The premise behind Trellis reflects a big bet that embedded insurance will become a dominant form of distribution in the years ahead. Its technology helps consumers shop for car insurance policies with side-by-side comparisons, and the insurtech start-up forms partnerships with companies that want insurance as part of their broader selection of financial offerings.
CEO and founder Daniel Demetri (pictured) said embedded insurance will become ubiquitous because of its cost and efficiency.
“Embedded insurance is going to be the largest distribution channel in 10 years,” he said. “It’s hard for me to imagine the status quo [remaining] where embedded distribution is sub 2% or sub 5% of the market, and most people are buying their insurance from a local agent or responding to a billboard, or something like that. Those channels of distribution are very expensive for insurers.”
Trellis debuted in 2019 and is based in Salem, NH. It has approximately 70 full-time equivalent employees on staff (a mix of full-time and part-time employees). The company has raised $17 million to date, including an investment from Amex Ventures announced in mid-May.
Trellis centers around its Savvy digital recommendation API platform, which allows consumers to instantly compare and purchase car insurance within a partner’s app or website. Consumers, using their insurance login, can compare their existing policy to possible alternatives, side-by-side. They can also use the site to purchase a different plan and cancel the old one.
Consumers might end up using the platform embedded in a bank application or through a car dealer, Demetri said.
“It’s about integration into the places where the consumer already is, so they don’t have to come to us directly,” he explained.
The company’s partner rate has grown substantially over the past year and Trellis said the number now includes four of the five top digital-only banks, and seven of the top 50 mobile finance apps, including Truebill and Albert. Trellis has also seen rapid growth of monthly users, with more than nine million having visited the platform so far.
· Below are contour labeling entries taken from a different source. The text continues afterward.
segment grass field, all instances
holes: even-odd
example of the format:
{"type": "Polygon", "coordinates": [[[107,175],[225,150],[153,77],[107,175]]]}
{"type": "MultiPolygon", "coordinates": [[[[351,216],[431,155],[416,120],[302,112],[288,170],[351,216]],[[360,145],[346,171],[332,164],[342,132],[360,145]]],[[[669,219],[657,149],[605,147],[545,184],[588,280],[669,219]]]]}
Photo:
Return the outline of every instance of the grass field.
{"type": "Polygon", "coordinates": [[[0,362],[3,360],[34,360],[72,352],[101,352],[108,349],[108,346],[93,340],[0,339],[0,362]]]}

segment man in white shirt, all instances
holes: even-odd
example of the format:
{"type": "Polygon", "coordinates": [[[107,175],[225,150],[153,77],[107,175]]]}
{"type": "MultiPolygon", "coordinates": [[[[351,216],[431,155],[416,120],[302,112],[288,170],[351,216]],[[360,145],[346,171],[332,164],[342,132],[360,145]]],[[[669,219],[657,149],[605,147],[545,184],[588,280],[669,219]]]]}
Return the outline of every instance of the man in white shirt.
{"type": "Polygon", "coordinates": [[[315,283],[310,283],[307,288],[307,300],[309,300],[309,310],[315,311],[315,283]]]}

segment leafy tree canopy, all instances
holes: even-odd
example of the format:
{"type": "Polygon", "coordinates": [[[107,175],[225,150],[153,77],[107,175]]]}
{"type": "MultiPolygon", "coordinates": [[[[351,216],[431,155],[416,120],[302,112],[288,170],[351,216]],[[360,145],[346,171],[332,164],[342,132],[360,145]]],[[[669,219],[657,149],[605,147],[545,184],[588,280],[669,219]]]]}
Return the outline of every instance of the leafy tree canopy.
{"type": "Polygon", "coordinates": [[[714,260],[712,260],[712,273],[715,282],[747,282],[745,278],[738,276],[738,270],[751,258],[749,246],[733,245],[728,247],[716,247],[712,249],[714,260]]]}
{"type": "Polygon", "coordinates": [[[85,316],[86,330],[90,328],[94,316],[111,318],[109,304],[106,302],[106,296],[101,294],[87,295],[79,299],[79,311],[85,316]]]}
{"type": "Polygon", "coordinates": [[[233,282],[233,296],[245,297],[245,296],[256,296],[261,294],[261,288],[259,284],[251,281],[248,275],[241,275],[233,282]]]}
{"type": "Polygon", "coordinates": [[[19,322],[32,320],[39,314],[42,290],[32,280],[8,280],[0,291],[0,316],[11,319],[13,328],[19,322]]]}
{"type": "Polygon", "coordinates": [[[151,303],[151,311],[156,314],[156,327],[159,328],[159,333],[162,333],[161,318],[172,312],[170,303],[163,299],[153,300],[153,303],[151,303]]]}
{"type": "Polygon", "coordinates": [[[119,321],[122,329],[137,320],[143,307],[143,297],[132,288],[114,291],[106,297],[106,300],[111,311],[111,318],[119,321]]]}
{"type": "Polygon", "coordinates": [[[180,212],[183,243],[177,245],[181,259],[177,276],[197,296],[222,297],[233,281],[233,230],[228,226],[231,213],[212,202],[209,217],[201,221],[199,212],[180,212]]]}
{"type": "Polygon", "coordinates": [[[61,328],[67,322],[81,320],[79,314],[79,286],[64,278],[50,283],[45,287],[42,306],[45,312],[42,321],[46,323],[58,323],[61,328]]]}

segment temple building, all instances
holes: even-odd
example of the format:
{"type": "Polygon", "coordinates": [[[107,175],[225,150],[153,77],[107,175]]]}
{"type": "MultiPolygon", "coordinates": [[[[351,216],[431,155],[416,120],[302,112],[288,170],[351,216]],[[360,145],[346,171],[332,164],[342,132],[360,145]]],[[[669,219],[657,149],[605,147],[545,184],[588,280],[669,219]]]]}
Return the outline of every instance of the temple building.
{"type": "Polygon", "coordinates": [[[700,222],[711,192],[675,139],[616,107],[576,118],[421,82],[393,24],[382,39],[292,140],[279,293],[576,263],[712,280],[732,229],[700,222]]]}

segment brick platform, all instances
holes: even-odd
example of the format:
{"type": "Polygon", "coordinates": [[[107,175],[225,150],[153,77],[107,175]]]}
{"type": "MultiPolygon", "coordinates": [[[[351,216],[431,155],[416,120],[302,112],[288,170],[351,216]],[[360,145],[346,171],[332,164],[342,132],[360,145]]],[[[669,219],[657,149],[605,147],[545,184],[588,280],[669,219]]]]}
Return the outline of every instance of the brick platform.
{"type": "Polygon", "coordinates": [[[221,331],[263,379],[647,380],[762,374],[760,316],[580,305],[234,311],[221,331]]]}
The company said it has also securely connected approximately one million user accounts to date and those users have saved about $60 million and counting, according to its Amex Ventures investment announcement.
Trellis’s technology includes APIs, which are crucial for the consumer onboarding process.
“The key technology is the ability to share your existing insurance information with us in one step of just your login,” Demetri said. “That’s technology that we built inhouse and it allows for a very seamless experience due to a complex set of API integrations.”
The second key element is the recommendation algorithm, which Demetri explained relies on machine learning to explore comparative costs.
“We need to balance those costs while still finding you the best quote …. dynamically shopping for you in a way that isn’t just calling quotes from everybody,” Demetri said. “It’s basically predicting who is going to find you the quote … we’ve virtualized and automated that by using machine learning.”
The third element, according to Demetri, involves more API integrations that take in APIs from insurers willing to have their products sold in embedded platforms such as the Trellis platform. These allow for smooth, direct comparisons so customers don’t have to check with one insurer at a time.
A Trellis integration can vary widely in terms of time investment, Demetri noted.
“What we learned is we often have to crawl, walk or run with our clients and our partners,” he said.
The simplest option for a partner/client is to place a link in their website or app that ties into a landing page or website Trellis would host. Total integration takes more time, where Trellis, in part, will give the client all of its APIs so they can push to Trellis their consumer data.
“Integrating our APIs, pushing … first party data, which is the data your bank already has about you into the system is really step one,” Demetri said.
Step two involves pulling out the quotes.
“Our recommendation engine might say you should switch your coverage or switch to this insurer or you should consider this action, and then they have to display those insights and those recommendations to the consumer” – a process that must be codified and set up, Demetri said.
Step three considers the notion that consumers pursue an insurance switch and take action to make it happen.
“We actually give our partners the ability to let the consumer switch in their environment,” Demetri said. “If partners want to, they can use our APIs, too, and give us credit card information for example, so we can set up auto pay for the new policy.”
If customers choose just to link to a custom website built by Trellis, the process can take an hour. If it is the more complex version, onboarding and the multiple phases can take two to three months. There is a version somewhere in between that can take three to four weeks, Demetri said.